Comments about the author: Magie Dominic was born in Corner Brook Newfoundland. She studied at The Art Institute of Pittsburgh; New School University; Franklin Furnace; Open Theatre and with the founding members of the Off-Off Broadway movement. Her writing and artwork have been published, printed, exhibited or produced in over one hundred quarterlies, newspapers, magazines, anthologies, theatre productions, librettos, art galleries and books. Vist the author's website

Review: Resting in my hands is a slender book. Its cover has a black matte finish that is pleasing to the touch and a picture crafted by the author that effortlessly holds my attention. This book, its cover, the paper used to embrace what will become some of the most illuminative words I have read in a long while, and the graceful artwork therein, all form a package that is difficult to release. I hold this book for a long while then manage to put it down only to return to hold it again later. I know about the subject matter that resides between the covers of this work because its author Magie Dominic wrote to me about the narrative that lives there. I know she writes with an eloquence to which I am unaccustomed. I also know that once I begin to read what I know will be an intense autobiographical chronicle; I won’t be able to stop. Maybe its because I do know what’s there that I hesitate to begin. Yes. And that’s why I hold on to this small, beautiful book but have a hard time starting the journey.
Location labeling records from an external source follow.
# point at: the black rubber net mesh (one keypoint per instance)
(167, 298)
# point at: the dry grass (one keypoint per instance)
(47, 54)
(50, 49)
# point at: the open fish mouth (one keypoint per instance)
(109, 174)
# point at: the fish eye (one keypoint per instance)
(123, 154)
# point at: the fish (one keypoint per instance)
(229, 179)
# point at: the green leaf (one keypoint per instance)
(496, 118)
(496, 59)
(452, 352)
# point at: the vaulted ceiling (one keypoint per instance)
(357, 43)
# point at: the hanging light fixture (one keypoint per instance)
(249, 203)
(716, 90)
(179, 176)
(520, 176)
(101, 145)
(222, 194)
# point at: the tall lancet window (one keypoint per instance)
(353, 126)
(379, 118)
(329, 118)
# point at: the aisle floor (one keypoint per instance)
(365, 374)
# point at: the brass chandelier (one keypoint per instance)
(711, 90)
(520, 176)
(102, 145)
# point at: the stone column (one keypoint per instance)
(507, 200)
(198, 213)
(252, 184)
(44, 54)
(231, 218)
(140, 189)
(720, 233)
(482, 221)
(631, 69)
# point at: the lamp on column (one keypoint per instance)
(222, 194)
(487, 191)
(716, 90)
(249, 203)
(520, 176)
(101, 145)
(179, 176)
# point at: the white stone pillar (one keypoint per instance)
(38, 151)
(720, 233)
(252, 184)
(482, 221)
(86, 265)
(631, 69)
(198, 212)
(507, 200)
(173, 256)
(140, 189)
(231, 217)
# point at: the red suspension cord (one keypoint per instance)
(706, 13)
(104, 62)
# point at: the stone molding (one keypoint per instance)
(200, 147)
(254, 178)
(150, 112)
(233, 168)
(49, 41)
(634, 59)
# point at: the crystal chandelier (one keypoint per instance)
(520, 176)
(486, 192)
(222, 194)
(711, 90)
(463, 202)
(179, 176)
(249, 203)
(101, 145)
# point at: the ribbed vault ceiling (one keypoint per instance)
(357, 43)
When I do begin to read The Queen of Peace Room I am immediately rewarded. The prose is solid, it’s beautiful, and it’s satiating. Make no mistake, this story is disturbing but its telling is done with such a light touch that I barely feel the sting until I put it down. Then it won’t leave my mind.
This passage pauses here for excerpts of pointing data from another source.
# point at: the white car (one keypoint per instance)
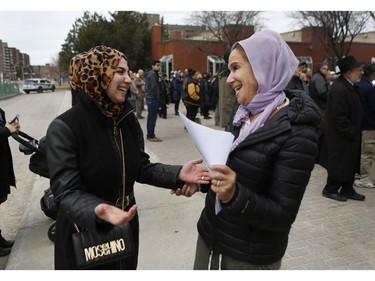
(38, 85)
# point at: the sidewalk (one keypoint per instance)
(326, 235)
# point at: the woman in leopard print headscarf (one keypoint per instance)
(92, 72)
(95, 153)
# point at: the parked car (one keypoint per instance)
(38, 85)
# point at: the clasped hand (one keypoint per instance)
(221, 177)
(13, 127)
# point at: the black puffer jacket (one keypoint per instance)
(273, 167)
(84, 163)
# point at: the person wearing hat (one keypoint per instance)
(341, 140)
(367, 94)
(296, 83)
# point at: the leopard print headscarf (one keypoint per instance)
(92, 72)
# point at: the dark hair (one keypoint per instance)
(368, 69)
(226, 54)
(191, 72)
(155, 62)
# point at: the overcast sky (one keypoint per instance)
(42, 26)
(40, 34)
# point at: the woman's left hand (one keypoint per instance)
(187, 190)
(191, 173)
(223, 182)
(115, 215)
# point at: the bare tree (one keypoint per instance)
(338, 28)
(217, 22)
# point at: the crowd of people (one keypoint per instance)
(284, 120)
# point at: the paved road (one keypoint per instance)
(326, 235)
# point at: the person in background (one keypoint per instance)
(152, 94)
(176, 89)
(227, 99)
(340, 147)
(206, 94)
(254, 199)
(7, 177)
(164, 96)
(319, 87)
(192, 95)
(367, 94)
(133, 90)
(139, 82)
(296, 83)
(95, 154)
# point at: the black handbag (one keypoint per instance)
(93, 248)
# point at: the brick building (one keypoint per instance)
(182, 47)
(178, 47)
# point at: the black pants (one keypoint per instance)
(191, 112)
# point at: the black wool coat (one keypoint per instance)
(340, 146)
(84, 163)
(273, 167)
(7, 178)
I grew up in a world so radically different from Magie Dominic’s that I find myself having to catch my breath as I try and place myself inside of her world – inside of her being. Tucked between the covers of this willowy book is a narrative so immense it’s just barely contained by the fine matte jacket surrounding the work. The things that go to make up this life I can only imagine.
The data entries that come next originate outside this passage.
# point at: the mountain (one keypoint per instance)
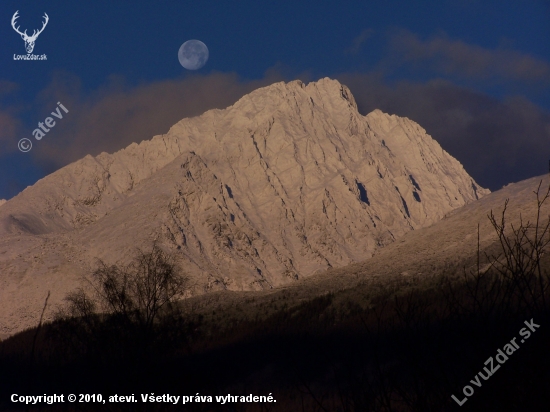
(289, 181)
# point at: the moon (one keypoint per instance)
(193, 54)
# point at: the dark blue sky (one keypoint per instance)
(474, 74)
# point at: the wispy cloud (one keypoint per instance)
(455, 57)
(117, 115)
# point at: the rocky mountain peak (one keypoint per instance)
(288, 181)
She was a victim of sexual abuse at the age of seven or eight at the hands of a metaphorical Cyclopes. Like Polyphemus from Homer's Odyssey, Dominic’s tormentor was fond of warm, moist, human flesh. Greedily he gorged himself on a child’s mind, body, and dignity. The beast’s hideous glass eye perched on the family car’s dashboard watched impassively as a child became prey. An unblinking witness to a horror no human should ever endure.

In the 1960s, she was stalked, beaten, and raped by an unknown assailant. She plunged into a deep depression and attempted suicide only to be comforted by a mother who made it clear that all of this trauma had absolutely no place in public discussion – no place ruining the family’s Christmas.

The Queen of Peace Room unfolds, as Magie Dominic unfolds, during an eight-day retreat in a place safe from the intruding world surrounded by the love of kindred spirits and the hushed quietude of nature. In a deeply personal and inviting tone, Magie takes us into the deepest folds of her life. She leads us through a wilderness of pain, humiliation, death and finally to a serene place where a harnessed field meets a wild meadow. Here, at this locus in time and space we see the transformation of Magie Dominic from whatever she may have been in the past, to an exquisite though solitary butterfly resting in the stillness on a tall blade of grass: whole, complete, and good.

The Queen of Peace Room is expansive life writing. The tragedy bound in this tale is epic. Yet, there is affirmation in Magie Dominic and in her story. The refusal of one human soul to let go of its dignity, its absolute unwillingness to surrender, is genuinely heroic. Reading this made me cherish the brutal privilege of being human – like the one who wrote this story. Like the one who lives this life.

— Reviewed by: Timothy E. McMahon, M.S.